The problem with flash is that it can kill the ambience. The problem without flash is that your exposures are too slow and the action is blurred. (The cameras back in 2009 had higher ISO settings, but the resulting noise was objectionable in most cases.)
The only light I wanted to use was the firelight and I felt I was getting some interesting shots with some great blur. I was using Panasonic’s Lumix GH1 camera with a 25mm f1.4 lens, with the ISO set at 400 or 800. This gave me a relatively fast shutter speed, around 1/30 second, but not fast enough to completely freeze the dancers as they rushed through the flames.
There were probably 30 tourists surrounding the dancers and some were unfortunately on the other side of the fire in view of my camera. This basically changed the photo from being something rarely observed and wonderful, to yet another tourist shot taken on a group tour.
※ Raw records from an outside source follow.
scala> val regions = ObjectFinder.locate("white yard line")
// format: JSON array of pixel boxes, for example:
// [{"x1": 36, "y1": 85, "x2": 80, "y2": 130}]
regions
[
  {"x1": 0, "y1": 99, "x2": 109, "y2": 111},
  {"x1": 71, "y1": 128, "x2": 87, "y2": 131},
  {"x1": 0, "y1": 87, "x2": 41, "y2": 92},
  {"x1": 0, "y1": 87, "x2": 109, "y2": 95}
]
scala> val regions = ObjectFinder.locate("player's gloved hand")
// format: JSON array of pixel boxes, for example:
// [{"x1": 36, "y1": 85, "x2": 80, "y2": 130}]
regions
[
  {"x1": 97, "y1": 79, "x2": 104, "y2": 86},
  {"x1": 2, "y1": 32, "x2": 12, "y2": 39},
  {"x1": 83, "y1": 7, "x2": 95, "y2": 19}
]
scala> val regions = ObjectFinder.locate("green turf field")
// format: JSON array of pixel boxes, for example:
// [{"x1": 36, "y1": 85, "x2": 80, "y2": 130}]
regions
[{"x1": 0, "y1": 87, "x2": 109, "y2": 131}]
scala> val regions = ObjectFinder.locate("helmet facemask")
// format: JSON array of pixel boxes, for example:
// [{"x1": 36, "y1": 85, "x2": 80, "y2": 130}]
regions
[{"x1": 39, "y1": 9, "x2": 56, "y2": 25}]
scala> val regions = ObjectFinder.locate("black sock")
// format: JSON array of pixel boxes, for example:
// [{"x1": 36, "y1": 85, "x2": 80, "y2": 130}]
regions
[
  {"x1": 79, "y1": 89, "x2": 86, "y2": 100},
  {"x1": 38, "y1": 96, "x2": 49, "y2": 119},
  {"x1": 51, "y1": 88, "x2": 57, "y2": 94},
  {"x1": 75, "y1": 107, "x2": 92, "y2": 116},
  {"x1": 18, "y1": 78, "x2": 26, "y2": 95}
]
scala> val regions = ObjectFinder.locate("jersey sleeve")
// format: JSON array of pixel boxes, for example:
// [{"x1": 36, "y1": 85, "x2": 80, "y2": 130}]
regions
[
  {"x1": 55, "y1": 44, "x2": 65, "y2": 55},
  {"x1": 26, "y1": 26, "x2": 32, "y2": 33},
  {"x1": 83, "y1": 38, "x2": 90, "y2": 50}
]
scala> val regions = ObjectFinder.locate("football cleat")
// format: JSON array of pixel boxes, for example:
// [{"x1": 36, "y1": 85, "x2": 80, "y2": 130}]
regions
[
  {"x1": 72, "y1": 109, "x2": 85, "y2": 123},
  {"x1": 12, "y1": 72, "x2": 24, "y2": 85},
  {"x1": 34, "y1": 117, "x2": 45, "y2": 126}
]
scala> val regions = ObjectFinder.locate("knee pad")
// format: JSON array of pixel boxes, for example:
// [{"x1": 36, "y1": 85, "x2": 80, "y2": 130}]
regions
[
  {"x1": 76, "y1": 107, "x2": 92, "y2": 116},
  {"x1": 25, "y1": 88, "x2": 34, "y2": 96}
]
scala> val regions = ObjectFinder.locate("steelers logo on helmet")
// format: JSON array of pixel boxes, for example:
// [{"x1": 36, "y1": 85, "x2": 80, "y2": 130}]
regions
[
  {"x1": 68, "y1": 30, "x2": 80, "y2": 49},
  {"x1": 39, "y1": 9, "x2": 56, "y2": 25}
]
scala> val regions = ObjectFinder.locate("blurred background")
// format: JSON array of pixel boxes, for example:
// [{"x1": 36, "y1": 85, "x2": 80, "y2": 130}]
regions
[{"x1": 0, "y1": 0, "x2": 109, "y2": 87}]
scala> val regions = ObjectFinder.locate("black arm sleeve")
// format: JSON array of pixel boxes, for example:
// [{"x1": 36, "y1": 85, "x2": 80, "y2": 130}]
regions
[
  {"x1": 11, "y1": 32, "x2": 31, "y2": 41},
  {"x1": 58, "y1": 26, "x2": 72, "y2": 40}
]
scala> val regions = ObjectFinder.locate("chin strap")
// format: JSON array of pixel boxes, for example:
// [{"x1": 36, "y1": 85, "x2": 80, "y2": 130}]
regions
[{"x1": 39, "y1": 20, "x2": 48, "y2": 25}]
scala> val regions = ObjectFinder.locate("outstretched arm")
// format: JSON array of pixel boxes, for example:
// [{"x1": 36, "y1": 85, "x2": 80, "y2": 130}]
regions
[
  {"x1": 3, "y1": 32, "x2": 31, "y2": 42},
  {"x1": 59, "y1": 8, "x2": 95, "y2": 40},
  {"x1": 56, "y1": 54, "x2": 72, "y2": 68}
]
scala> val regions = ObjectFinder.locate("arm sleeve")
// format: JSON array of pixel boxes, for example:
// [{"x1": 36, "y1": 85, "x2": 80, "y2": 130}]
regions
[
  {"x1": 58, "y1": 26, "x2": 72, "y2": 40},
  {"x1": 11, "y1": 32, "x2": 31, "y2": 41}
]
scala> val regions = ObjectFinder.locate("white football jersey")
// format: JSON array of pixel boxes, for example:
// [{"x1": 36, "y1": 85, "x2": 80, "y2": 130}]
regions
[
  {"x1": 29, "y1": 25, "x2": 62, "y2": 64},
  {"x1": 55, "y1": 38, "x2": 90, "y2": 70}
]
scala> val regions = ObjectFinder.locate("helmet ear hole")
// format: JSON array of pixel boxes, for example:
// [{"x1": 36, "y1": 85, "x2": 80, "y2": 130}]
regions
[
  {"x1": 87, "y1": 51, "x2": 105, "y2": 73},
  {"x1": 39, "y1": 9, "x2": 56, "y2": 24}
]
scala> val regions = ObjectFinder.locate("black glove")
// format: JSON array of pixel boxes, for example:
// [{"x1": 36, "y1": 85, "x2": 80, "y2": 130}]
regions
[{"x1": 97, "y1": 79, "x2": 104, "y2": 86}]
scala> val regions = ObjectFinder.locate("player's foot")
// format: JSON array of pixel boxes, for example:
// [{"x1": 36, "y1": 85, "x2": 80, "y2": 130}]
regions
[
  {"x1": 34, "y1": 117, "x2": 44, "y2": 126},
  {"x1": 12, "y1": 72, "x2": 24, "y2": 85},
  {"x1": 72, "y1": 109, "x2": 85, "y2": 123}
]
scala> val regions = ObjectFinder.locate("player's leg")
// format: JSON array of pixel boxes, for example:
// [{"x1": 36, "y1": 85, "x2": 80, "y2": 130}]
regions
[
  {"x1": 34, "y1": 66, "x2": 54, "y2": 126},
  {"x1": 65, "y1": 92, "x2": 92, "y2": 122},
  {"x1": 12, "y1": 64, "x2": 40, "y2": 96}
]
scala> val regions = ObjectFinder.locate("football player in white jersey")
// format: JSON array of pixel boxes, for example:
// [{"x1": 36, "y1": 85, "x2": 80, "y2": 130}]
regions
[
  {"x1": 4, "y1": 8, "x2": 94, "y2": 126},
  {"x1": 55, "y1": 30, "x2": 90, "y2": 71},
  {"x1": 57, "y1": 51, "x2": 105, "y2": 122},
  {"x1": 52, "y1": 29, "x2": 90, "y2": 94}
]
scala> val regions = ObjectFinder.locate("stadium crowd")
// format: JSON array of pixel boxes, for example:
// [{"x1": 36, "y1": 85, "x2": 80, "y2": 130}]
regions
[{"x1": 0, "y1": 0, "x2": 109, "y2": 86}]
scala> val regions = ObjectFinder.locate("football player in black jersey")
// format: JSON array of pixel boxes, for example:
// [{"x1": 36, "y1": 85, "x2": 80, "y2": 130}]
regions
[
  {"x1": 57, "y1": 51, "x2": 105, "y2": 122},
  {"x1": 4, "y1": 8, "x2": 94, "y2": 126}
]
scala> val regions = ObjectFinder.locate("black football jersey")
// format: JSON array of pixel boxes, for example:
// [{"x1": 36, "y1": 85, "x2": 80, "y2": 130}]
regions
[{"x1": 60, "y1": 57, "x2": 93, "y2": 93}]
Obviously I didn’t want this, although I was happy with an unintended intrusion. In one of my shots, someone else’s flash fired at the same time and it partially lit the dancer and froze the action. This, I thought, was quite a good shot on its own, especially when I crop out the tourists on the left. But what I remember about the night wasn’t just the dancer bursting through the flames, but all the other dancers with their wonderful headpieces standing around the fire watching, partially enveloped by the darkness.
Since the photo was at night and all my backgrounds were black, I figured it can’t be too difficult to join a few images together, as can be seen in the final image. I used a little Photoshop to flesh out the edges, alter a few of the repeated dancers and we’re there.
NEW TRADITION: Digital techniques really have allowed us to approach photography in new and innovative ways. If the final image is all that concerns you, it is very liberating.